In Ghana about 70 per cent of the original forest cover has been removed. Most of this forest cover has been removed due to bushfires started deliberately for land clearance for subsistence farming and charcoal production; a major source of energy for cooking.
“The Kyoto Protocol which has set binding targets for 37 developed nations to reduce green house gases comes to an end in 2012. There have been previous negotiations towards the establishment of a deal that will replace the Kyoto Protocol.
This… led to the hosting of one of such meetings in Accra from the 21st – 27th of August 2008 in Accra…
“The three communities we visited along the Ada coast are Alavanyo, Pute and Totope.
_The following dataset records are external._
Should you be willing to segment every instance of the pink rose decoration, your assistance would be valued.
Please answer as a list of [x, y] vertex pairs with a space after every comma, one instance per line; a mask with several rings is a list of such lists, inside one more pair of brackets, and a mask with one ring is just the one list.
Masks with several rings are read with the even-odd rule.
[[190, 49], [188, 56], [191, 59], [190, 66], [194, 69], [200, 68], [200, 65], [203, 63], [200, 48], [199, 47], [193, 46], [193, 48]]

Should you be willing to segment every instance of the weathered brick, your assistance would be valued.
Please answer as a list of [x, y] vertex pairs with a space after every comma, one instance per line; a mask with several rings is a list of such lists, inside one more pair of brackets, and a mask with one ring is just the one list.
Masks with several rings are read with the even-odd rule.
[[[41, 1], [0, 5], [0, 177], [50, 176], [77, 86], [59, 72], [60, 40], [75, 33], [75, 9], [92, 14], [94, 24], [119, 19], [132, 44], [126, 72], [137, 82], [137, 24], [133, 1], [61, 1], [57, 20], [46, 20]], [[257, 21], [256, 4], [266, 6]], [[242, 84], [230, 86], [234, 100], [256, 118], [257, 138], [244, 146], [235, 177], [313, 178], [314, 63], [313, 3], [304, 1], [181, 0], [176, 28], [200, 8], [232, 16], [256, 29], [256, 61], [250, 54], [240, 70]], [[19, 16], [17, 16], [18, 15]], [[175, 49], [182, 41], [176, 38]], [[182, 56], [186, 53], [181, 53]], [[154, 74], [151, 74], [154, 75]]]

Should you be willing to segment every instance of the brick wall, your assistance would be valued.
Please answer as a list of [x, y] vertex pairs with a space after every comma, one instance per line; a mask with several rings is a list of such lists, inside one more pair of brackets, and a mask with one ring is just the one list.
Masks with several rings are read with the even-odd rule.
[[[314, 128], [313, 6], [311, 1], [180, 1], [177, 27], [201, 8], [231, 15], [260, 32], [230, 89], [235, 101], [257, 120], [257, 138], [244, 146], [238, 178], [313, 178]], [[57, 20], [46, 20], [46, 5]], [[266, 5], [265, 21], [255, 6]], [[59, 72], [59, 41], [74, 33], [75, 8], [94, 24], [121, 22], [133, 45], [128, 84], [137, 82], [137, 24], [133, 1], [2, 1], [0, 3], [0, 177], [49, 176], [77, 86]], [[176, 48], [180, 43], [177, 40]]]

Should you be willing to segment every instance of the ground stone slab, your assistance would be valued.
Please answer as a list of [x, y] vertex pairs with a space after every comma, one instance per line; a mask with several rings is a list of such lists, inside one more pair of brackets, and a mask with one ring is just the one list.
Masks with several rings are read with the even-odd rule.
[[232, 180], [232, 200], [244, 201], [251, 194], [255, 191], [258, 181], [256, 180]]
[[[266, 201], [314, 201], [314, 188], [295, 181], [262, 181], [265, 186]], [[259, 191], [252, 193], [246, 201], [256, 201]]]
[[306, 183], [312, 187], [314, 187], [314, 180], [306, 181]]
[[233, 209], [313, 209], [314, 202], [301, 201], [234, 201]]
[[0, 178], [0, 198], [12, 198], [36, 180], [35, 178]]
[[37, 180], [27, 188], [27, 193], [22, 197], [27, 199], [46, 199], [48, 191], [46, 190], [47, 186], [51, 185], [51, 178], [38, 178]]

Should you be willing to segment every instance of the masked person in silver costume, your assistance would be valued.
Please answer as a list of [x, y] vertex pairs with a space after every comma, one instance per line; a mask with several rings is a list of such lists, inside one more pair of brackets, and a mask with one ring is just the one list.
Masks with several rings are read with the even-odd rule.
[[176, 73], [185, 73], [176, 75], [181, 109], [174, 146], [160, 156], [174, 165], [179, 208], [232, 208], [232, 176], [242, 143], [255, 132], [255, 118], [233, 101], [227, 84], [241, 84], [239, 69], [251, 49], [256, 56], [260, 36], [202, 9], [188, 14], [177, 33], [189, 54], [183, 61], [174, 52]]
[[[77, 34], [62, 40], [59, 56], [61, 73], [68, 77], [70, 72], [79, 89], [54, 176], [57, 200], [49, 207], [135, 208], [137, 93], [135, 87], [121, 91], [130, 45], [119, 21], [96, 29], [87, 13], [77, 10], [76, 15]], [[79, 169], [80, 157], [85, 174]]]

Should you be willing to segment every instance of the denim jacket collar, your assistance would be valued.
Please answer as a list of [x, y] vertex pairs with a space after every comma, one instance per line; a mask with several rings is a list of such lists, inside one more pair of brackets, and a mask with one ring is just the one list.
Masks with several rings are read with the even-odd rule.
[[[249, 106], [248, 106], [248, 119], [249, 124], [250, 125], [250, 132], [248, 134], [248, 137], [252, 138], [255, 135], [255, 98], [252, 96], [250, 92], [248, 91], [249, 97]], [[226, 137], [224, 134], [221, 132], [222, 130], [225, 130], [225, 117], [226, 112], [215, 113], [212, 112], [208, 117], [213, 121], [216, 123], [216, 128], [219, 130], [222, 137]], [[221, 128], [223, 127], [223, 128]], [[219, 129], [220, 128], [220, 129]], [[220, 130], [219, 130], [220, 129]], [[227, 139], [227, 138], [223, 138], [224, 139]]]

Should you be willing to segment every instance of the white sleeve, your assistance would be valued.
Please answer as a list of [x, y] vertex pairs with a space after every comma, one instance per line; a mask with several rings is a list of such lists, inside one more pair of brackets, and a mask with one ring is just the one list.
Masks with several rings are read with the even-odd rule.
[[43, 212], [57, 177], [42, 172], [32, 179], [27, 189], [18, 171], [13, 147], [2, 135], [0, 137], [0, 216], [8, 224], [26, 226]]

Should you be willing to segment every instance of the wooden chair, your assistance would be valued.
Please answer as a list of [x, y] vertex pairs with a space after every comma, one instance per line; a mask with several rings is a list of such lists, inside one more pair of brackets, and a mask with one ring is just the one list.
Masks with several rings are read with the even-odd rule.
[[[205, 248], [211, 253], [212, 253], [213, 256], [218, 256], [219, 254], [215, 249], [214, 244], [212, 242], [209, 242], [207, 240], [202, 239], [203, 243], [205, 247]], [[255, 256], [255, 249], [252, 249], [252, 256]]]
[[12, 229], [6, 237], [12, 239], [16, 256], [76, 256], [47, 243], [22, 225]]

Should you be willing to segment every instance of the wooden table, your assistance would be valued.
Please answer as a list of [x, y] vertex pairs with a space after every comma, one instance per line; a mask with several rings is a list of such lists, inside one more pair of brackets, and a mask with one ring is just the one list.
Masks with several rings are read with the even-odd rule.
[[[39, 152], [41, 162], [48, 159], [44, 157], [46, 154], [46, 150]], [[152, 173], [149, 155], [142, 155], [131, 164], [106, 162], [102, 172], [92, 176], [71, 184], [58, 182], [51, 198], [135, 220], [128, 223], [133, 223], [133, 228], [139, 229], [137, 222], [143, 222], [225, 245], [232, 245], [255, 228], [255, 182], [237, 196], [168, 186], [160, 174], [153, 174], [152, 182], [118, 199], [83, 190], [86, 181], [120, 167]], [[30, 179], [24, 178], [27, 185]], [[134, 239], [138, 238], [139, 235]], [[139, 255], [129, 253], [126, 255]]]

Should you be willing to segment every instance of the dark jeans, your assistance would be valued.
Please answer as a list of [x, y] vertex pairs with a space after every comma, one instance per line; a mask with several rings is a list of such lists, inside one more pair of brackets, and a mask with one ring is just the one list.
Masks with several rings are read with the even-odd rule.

The Totope village community appears to be the community closest to the sea and being squeezed between the sea and the Songor Lagoon, is the most vulnerable....
According to the residents almost half of the houses in Totope have been washed away.
The stories that were told were that of hopelessness for the future as most of the young people have left.”
Do you not feel like weeping after reading that? Some of the pictures on the website will actually make you weep, unless you are made of stone.
And yet all this is happening, as meaningless technicalities are employed to delay an agreement being reached in Copenhagen — an agreement which, even if acceded to, may come too late to save people on the low-lying areas of the West African coastline, as well countries as far afield as Bangladesh and, especially, the Maldives islands. The real truth is that some of the bureaucrats sitting in huge offices chewing fat cigars don’t believe that there is any danger to worry about.
And, of course, there is no chance in hell of getting them to go and visit Keta, Ada or Totope to see things for themselves, Even if they saw it, they would find arguments to rationalise away the effects of global warming.
It is so frustrating, especially if you have beautiful children and grandchildren, and realise that there may be no future on a habitable earth for them.
The 20th century generation — just one generation on an earth about 4.55 billion years old and on which mankind (homo sapiens) has lived for only about 150,000 years — has ruined the planet totally. And it does not even want to know about what it has done.